The standard way for an MTA to use dovecot's authentication is through a local unix socket. This is supported by exim. dovecot has the option to offer a TCP socket for auth as well, but unfortunately, exim can't use it. I have a setup with an internal mailer and an external "mail gateway", both have dovecot and exim installed. For auth, the external MTA needs to use the internal dovecot's socket, cause dovecot in proxy mode uses some kind of tunneled auth and the external dovecot socket will succeed with any credentials (I only noticed that after some spammer started abusing my external MTA) 🤯 I had to disable authenticated relaying quickly, and to re-enable it, I wrote this tool…
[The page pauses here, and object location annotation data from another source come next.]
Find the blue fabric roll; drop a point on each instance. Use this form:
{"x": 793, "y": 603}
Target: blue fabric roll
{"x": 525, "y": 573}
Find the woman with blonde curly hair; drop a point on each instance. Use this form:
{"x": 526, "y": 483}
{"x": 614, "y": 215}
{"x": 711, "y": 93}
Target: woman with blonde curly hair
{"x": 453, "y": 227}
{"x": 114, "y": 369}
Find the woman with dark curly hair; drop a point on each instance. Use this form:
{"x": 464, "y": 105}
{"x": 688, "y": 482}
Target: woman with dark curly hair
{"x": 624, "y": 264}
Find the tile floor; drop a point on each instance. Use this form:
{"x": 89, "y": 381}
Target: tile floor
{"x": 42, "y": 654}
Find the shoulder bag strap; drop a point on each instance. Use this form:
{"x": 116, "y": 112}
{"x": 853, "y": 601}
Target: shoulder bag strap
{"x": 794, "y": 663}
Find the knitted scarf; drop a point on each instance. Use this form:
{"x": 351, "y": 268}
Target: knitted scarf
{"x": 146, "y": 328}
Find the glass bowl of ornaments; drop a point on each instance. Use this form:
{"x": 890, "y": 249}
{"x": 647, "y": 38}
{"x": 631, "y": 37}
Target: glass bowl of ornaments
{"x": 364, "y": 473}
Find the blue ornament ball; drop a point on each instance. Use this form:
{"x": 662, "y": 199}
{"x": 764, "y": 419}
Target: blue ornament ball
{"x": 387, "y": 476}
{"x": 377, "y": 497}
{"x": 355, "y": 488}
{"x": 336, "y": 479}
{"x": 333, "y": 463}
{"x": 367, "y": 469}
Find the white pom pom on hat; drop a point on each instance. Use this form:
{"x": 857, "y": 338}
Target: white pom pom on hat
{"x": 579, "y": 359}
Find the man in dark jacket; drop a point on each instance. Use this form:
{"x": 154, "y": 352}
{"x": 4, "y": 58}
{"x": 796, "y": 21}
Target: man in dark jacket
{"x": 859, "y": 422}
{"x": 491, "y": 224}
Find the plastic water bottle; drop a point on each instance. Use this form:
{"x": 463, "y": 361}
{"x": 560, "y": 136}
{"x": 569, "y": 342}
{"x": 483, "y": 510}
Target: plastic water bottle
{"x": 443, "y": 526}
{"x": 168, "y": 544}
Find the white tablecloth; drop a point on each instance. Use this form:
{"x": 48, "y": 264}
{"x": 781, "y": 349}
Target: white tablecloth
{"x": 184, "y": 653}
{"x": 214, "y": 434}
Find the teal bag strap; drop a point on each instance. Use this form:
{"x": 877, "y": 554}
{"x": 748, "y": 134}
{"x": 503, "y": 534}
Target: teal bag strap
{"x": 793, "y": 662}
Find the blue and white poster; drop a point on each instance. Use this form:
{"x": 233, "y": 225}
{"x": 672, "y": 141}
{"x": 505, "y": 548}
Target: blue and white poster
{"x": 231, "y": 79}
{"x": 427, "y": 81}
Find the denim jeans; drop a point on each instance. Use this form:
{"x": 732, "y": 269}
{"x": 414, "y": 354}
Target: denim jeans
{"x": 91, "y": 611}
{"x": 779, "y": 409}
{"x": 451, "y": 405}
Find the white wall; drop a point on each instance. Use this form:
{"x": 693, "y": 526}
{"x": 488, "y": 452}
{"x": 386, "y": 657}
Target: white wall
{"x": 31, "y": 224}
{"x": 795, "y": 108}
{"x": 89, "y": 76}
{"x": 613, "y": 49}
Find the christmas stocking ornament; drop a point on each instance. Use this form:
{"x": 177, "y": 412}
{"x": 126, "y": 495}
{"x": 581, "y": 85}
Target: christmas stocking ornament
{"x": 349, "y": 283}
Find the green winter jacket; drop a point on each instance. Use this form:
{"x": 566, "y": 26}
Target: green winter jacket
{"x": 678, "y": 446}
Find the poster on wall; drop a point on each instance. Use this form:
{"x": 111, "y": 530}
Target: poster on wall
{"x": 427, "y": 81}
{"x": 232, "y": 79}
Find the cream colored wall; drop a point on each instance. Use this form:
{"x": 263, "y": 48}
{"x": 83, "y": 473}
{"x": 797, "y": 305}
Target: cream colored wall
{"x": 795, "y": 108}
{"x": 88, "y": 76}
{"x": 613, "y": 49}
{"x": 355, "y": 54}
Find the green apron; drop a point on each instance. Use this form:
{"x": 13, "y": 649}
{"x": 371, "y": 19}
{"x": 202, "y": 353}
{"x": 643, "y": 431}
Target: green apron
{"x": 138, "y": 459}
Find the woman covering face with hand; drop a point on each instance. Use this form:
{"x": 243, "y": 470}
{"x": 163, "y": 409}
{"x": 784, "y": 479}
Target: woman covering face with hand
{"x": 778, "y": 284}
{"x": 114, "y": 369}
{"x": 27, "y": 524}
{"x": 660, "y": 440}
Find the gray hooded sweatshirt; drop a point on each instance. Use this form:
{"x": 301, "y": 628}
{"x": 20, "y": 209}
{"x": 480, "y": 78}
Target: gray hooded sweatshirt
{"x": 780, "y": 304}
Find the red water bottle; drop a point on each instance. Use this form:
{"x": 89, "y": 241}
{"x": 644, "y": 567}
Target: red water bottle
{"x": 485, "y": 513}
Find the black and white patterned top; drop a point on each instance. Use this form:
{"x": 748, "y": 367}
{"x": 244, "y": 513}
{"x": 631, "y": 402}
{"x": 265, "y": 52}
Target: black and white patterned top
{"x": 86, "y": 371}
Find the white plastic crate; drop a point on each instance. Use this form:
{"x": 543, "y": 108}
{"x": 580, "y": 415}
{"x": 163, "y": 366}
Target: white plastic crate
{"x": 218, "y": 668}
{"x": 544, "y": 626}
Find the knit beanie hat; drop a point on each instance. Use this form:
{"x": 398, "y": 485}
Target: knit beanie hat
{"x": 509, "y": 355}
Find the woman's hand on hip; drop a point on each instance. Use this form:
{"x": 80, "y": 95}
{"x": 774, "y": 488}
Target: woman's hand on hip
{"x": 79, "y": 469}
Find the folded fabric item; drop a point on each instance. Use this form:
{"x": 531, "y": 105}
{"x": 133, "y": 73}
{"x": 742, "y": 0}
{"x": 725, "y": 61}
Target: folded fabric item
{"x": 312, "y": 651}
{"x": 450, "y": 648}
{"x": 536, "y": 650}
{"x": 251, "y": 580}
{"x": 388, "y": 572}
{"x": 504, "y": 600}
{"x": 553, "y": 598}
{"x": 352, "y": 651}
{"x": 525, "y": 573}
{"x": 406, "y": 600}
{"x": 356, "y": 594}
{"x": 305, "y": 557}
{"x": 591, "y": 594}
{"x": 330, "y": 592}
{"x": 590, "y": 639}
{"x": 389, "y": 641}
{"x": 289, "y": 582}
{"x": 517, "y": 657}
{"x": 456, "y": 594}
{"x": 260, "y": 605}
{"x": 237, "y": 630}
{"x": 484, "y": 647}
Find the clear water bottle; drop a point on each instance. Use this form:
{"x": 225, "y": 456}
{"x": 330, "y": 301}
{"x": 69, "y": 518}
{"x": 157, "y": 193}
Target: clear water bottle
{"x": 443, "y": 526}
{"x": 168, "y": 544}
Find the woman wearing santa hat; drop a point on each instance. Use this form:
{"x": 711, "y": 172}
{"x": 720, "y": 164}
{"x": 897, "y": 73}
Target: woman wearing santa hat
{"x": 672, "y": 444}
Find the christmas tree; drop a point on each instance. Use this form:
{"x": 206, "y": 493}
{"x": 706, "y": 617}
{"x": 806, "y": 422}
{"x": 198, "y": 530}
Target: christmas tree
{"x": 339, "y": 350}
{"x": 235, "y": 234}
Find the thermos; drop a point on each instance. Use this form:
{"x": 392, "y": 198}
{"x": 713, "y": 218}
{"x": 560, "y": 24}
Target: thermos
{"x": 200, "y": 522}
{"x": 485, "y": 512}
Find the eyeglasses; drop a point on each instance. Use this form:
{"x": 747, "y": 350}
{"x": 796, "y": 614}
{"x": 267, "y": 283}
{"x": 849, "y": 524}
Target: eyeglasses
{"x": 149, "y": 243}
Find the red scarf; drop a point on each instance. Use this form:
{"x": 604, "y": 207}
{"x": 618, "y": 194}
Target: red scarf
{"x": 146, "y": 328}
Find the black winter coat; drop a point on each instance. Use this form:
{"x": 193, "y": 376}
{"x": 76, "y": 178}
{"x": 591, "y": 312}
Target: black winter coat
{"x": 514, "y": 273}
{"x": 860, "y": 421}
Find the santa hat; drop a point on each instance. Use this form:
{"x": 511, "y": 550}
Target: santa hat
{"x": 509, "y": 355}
I think kpedersen (?) outlined another possible usecase in a different thread: forwarding X11's local socket to a jail on the same machine that's on a different FS. Not sure whether this has been tested so far ;)

Jose: lol – there are for sure obscure optimizations, not all conforming to the C standard. But from -O3, you should expect that it respects the standard. So, if the result is broken, either your code or the compiler is broken :cool: – and in this case, I couldn't blame the compiler, without volatile, it's indeed incorrect. Guess last year, I was mislead to believe volatile was already implied by sig_atomic_t.
 
Now that I released my poser framework, I also refactored "remusock" to use it (and drop a lot of built-in code). Actually, most of the code that's now in "poser" started its life with "remusock" :)

As "poser" already has TLS support for both servers and clients available, this would give the chance to offer encrypted TLS connections in "remusock" as well. Of course, just adding encryption won't add much value, but when some authn/authz is added as well, this would allow using "remusock" across untrusted networks, making it much more useful in general.

Now, I'm thinking about how to implement authn/authz.

The by far easiest solution seems to rely on (X.509) client certificates (could require them to be issued by some private CA, and maybe additionally have a list of allowed subject names ...). On the plus side, X.509 is proven and secure. On the "dev plus side" (for me 😏), there would be no need to change the protocol, authentication would take place in the TLS handshake before the application protocol even starts 😉

On the other hand, lots of people seem to struggle with using (and maintaining) certificates, let alone setting up their own CA.

Asking for opinions here, do you think client certificate auth is a good idea? Or should I design something more "simple", like pre-shared keys or user/password credentials (with their drawbacks regarding security)?